************************************************
ACRONYMS
************************************************

- IGOs = Intergovernmental organizations. In the description of our files, IGOs is used to refer to the various intergovernmental organizations (many of which are attached to the United Nations) which have been working on the topic of climate change (see below for a full list of the organizations) and which we sought to represent through a corpus made of the reports published by the latter.
- MEDIA/ Press = used to refer to data pertaining to the press corpus, described below. 

***********************************************
HOW WERE THE DATA COLLECTED?
***********************************************

All the data were collected by comparing two specialized corpora dealing with climate change, one representing the US and British mainstream press, and one representing major IGOs (see below for a description of the corpora). 

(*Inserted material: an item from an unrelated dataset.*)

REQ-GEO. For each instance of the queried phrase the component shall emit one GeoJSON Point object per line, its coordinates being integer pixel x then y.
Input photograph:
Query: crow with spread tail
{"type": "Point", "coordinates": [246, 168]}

To obtain the cosine scores, we first built two Word2vec models in R (one for each discourse community) using CBOW as the method to retrieve the vectors. The window size was set at 5 and the vector size at 300. We then reduced the resulting matrices to the common vocabulary between the two corpora, which also had to be well-distributed across the corpora and specific in the domain of climate change. Next, the two matrices were aligned to allow for spatial comparability (Procrustres analysis). Finally, we calculated the cosine similarity scores between the UN and the press versions of each term in the resulting list, using the word2vec_similarity() function in R.

To obtain the collocates, we used the dedicated function in TXM (textometry software). The frequency and specificity thresholds for selecting the collocates were set at 2, while the word window was of 10 on the left and right of the node. We removed punctuations and grammatical words from the top of the resulting lists, as we wanted to observe the 30 most co-frequent lexical collocates in each list. 


************************************************
CHARACTERISTICS OF THE CORPORA 
************************************************


• The press corpus (referred to as « MEDIA corpus » in the description) is composed of articles published by the US and British mainstream press on the topic of climate change. The newspapers represented are the Financial Times, the New York Times, USA Today, the Guardian, and the Telegraph. The articles have been collected on Europress using the following keyword request :


TEXT= ("climate change"  | "climate action"  | "climate crisis"  | "climate response"  | "climate resilience"  | "climate devastation"  | "climate justice"  | "climate plan"  | "global warming"  | "global heating" | “climate deal” |  “climate mitigation”  | "greenhouse effects") >1
& TIT_HEAD= (climate+ | "global warming" | "global heating"  |  "greenhouse effect" | IPCC | temperature+ )


The latter aimed at gathering documents that contained more than one occurrence of at least one of the following keywords: "climate deal”, “climate mitigation”, “climate action”
 “climate crisis”, “global heating”, “climate action”, “climate justice”, “climate devastation”, “climate plan”, “climate response”, “climate resilience”, “climate agreement”. They also contain one direct (« climate » compounds, "global warming", "global heating", "greenhouse effect") or indirect ("temperature", "IPCC") reference to climate change in its title. The resulting corpus contains 1 363 183 words and 1 433 articles.

• The « IGO corpus » contains reports on climate change published between 2007 and 2021 by the various intergovernmental organizations which have been working on that topic, namely the UNFCCC (United Nations Framework Convention on Climate Change), the IPCC (Intergovernmental Panel on Climate Change), the UNDP (United Nations Development Program), the UNEP (United Nations Environment Program), the UN (United Nations), the UNCDF (United Nations Capital Development Fund), the World Meteorological Organization (WMO), the World Bank (WB) and the UN-REDD (United Nations Collaborative Programme on Reducing Emissions from Deforestation and Forest Degradation in Developing Countries). These organizations were selected on the basis of their publishing at least one report on climate change during the period. In fact, all reports published by IGOs around that time were included in the corpus. The reports were downloaded from the official websites of the various institutions and are authentic and complete, in spite of their lacking tables, references and figures, which have been removed for the sake of computerized analysis of the corpus.
The IGO corpus contains 1 217 351 words and 48 reports. Note that the number of documents in this corpus is much lower than in the press one, as reports are much longer than press articles (they usually contain around 50 to 100 pages).